Another wild card - particularly for Wall Street - is the Fed’s bond holdings. As recently as September, those holdings were growing by $120 billion a month. The bond purchases, which the Fed financed by creating money, were intended to reduce longer-term rates to spur borrowing and spending. Many investors saw the bond buying as helping fuel stock market gains by pouring cash into the financial system.
Earlier this month, minutes of the Fed’s December meeting revealed that the central bank was considering reducing its bond holdings by not replacing bonds that mature - a more aggressive step than just ending the purchases.
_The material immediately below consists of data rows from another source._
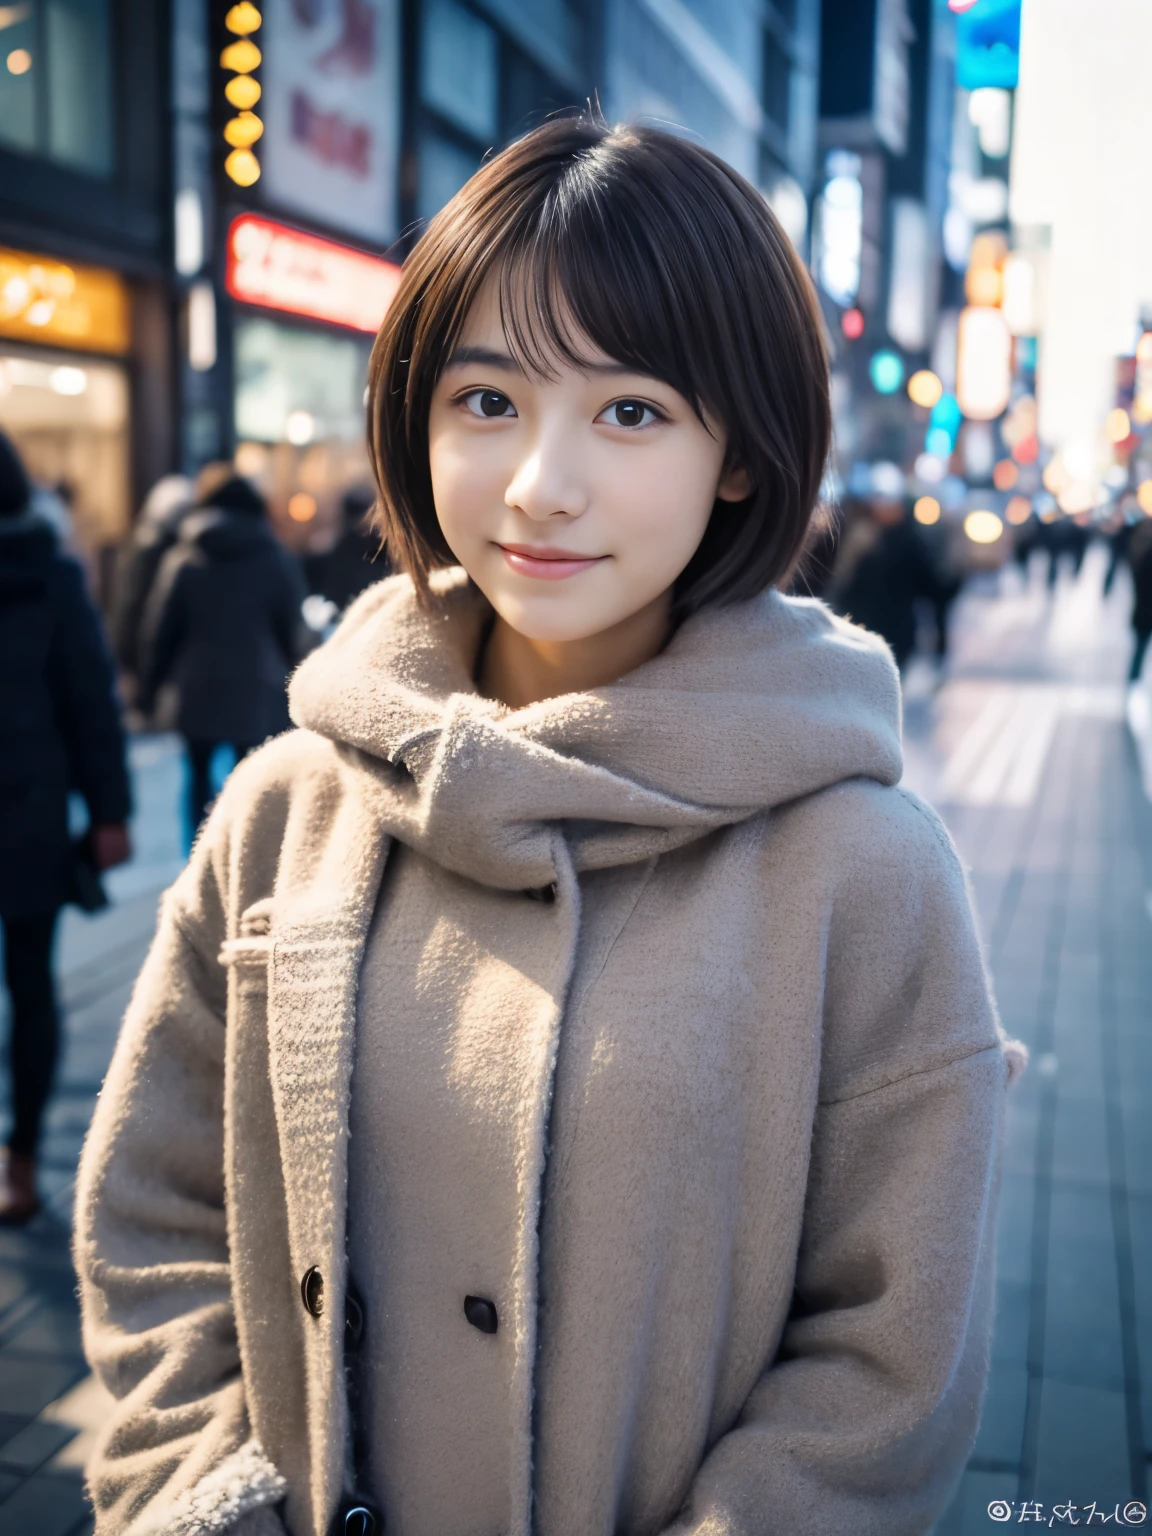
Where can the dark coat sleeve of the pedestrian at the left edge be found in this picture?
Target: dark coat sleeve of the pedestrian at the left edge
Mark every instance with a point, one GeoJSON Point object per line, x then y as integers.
{"type": "Point", "coordinates": [88, 709]}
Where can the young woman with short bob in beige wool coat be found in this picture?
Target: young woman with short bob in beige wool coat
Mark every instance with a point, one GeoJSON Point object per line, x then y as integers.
{"type": "Point", "coordinates": [564, 1090]}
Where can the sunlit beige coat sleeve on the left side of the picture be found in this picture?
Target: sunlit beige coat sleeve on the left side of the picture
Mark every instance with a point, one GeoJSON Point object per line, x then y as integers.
{"type": "Point", "coordinates": [177, 1455]}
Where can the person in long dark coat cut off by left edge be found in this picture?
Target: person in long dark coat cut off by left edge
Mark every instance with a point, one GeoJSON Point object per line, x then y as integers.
{"type": "Point", "coordinates": [61, 730]}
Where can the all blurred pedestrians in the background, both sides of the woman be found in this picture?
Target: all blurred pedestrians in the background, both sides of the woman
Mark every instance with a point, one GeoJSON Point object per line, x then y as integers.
{"type": "Point", "coordinates": [211, 614]}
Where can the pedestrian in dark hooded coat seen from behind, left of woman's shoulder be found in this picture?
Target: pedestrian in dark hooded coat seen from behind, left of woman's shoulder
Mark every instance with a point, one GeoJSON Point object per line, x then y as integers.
{"type": "Point", "coordinates": [225, 629]}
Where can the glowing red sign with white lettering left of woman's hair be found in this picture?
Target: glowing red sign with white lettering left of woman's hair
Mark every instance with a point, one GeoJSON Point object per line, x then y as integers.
{"type": "Point", "coordinates": [282, 268]}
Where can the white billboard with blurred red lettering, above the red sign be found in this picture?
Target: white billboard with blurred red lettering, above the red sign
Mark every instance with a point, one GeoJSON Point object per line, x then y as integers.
{"type": "Point", "coordinates": [331, 108]}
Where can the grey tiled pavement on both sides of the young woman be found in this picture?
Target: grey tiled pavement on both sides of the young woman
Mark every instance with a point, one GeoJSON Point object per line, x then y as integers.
{"type": "Point", "coordinates": [1027, 753]}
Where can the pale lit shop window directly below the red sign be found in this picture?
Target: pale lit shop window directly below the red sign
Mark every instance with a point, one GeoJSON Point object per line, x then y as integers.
{"type": "Point", "coordinates": [299, 386]}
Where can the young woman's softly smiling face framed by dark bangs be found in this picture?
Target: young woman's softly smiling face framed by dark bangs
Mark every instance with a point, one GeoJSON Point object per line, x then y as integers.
{"type": "Point", "coordinates": [572, 502]}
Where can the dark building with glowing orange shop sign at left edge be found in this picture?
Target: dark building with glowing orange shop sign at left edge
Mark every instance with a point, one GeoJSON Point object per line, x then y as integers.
{"type": "Point", "coordinates": [85, 323]}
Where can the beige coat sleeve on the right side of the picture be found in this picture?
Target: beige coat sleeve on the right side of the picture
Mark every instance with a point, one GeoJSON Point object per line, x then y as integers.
{"type": "Point", "coordinates": [866, 1417]}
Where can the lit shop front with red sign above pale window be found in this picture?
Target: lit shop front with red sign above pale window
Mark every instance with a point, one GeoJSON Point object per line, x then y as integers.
{"type": "Point", "coordinates": [300, 346]}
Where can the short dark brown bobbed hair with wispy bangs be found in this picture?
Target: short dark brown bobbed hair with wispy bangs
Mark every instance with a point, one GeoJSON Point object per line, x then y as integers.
{"type": "Point", "coordinates": [666, 260]}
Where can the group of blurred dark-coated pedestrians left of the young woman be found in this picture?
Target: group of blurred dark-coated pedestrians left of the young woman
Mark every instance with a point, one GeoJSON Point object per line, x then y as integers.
{"type": "Point", "coordinates": [210, 617]}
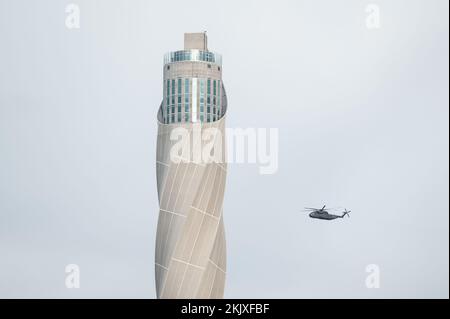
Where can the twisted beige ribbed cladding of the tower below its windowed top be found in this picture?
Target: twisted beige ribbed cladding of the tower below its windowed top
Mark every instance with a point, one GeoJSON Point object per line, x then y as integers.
{"type": "Point", "coordinates": [190, 259]}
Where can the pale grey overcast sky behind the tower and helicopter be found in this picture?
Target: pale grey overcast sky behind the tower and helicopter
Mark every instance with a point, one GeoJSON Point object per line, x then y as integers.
{"type": "Point", "coordinates": [363, 124]}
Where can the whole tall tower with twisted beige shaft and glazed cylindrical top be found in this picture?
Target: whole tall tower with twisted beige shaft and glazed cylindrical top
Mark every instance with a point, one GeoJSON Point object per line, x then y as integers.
{"type": "Point", "coordinates": [190, 245]}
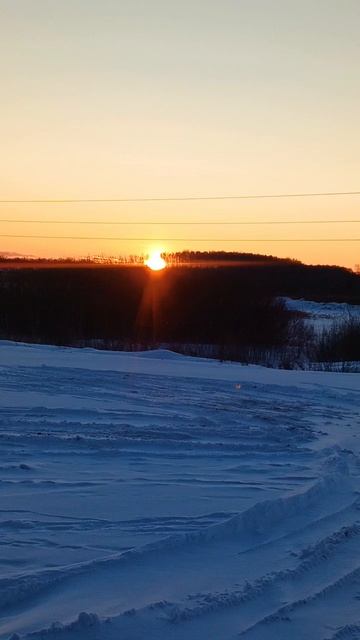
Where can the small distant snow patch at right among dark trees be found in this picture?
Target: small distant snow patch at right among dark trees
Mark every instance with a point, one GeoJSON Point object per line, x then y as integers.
{"type": "Point", "coordinates": [323, 315]}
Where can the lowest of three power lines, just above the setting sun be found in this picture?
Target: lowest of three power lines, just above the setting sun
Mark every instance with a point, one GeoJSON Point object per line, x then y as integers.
{"type": "Point", "coordinates": [115, 239]}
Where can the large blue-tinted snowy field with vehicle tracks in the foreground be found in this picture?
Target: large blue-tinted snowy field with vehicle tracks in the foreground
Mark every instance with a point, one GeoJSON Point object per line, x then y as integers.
{"type": "Point", "coordinates": [176, 498]}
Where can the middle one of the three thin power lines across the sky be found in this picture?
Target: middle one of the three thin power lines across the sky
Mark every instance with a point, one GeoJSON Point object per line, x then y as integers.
{"type": "Point", "coordinates": [178, 223]}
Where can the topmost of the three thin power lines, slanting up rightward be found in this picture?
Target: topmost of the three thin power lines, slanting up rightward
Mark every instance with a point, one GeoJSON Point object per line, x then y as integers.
{"type": "Point", "coordinates": [184, 198]}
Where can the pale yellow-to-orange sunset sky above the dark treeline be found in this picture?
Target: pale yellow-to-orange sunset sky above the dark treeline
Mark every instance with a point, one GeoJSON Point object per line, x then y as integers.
{"type": "Point", "coordinates": [164, 99]}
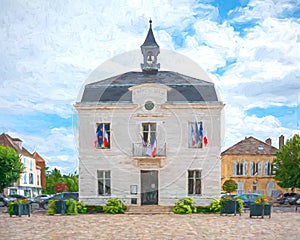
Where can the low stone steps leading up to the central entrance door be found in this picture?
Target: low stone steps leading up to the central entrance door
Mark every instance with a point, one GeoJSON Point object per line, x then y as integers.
{"type": "Point", "coordinates": [149, 209]}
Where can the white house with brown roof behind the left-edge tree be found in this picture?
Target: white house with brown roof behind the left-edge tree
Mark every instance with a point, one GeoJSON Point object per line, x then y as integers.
{"type": "Point", "coordinates": [30, 183]}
Analysts now forecast that the Fed could begin shrinking its holding as early as July, much sooner than was expected even a few months ago.
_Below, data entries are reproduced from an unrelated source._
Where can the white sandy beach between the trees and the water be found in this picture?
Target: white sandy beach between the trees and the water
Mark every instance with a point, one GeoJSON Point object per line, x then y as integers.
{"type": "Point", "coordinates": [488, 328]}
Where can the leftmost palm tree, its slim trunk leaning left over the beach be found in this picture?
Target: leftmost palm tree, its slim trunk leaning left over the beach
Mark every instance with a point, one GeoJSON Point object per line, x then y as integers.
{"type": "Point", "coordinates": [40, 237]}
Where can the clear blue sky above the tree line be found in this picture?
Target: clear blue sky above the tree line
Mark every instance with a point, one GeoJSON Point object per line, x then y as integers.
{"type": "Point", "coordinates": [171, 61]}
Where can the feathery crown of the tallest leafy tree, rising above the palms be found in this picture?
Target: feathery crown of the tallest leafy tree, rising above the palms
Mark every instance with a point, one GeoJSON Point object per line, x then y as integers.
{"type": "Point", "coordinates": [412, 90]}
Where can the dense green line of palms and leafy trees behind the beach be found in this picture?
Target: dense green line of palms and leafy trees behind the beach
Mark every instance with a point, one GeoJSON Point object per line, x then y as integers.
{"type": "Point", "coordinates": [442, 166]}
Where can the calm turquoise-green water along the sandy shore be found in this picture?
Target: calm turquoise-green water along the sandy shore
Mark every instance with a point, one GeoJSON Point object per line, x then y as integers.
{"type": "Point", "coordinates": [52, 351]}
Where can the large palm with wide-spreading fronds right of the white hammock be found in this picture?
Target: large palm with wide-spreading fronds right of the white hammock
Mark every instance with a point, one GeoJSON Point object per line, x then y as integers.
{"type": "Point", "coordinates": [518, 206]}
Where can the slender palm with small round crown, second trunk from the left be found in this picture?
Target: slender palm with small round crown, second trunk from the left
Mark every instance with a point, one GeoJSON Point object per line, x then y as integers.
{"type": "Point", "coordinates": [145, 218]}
The impact of reducing the Fed’s bond stockpile isn’t well known. But the last time the Fed raised rates and reduced its balance sheet simultaneously was in 2018. The S&P 500 stock index tumbled 20% in three months.
Yet some analysts say they aren’t sure how big the impact on interest rates will be or how much the Fed will rely on reducing its balance sheet to affect interest rates.
“There is a fair bit of uncertainty about what to expect,” said Michael Hanson, global economist at JPMorgan Chase.
Powell will face a delicate and even risky balancing act at his news conference Wednesday.
“It’s a threading-the-needle story,” Goldberg said. “They want to continue to sound hawkish - just not so hawkish as to create extreme market volatility.”
Some economists have expressed concern that the Fed is already moving too late to combat high inflation. Others say they worry that the Fed may act too aggressively. They argue that numerous rate hikes would risk causing a recession and wouldn’t slow inflation in any case. In this view, high prices mostly reflect snarled supply chains that the Fed’s rate hikes are powerless to cure.
This week’s Fed meeting comes against the backdrop of not only high inflation - consumer prices have surged 7% in the past year, the fastest pace in nearly four decades - but also an economy gripped by another wave of COVID-19 infections.
Powell has acknowledged that he failed to foresee the persistence of high inflation, having long expressed the belief that it would prove temporary. The inflation spike has broadened to areas beyond those that were affected by supply shortages - to apartment rents, for example - which suggests it could endure even after goods and parts flow more freely.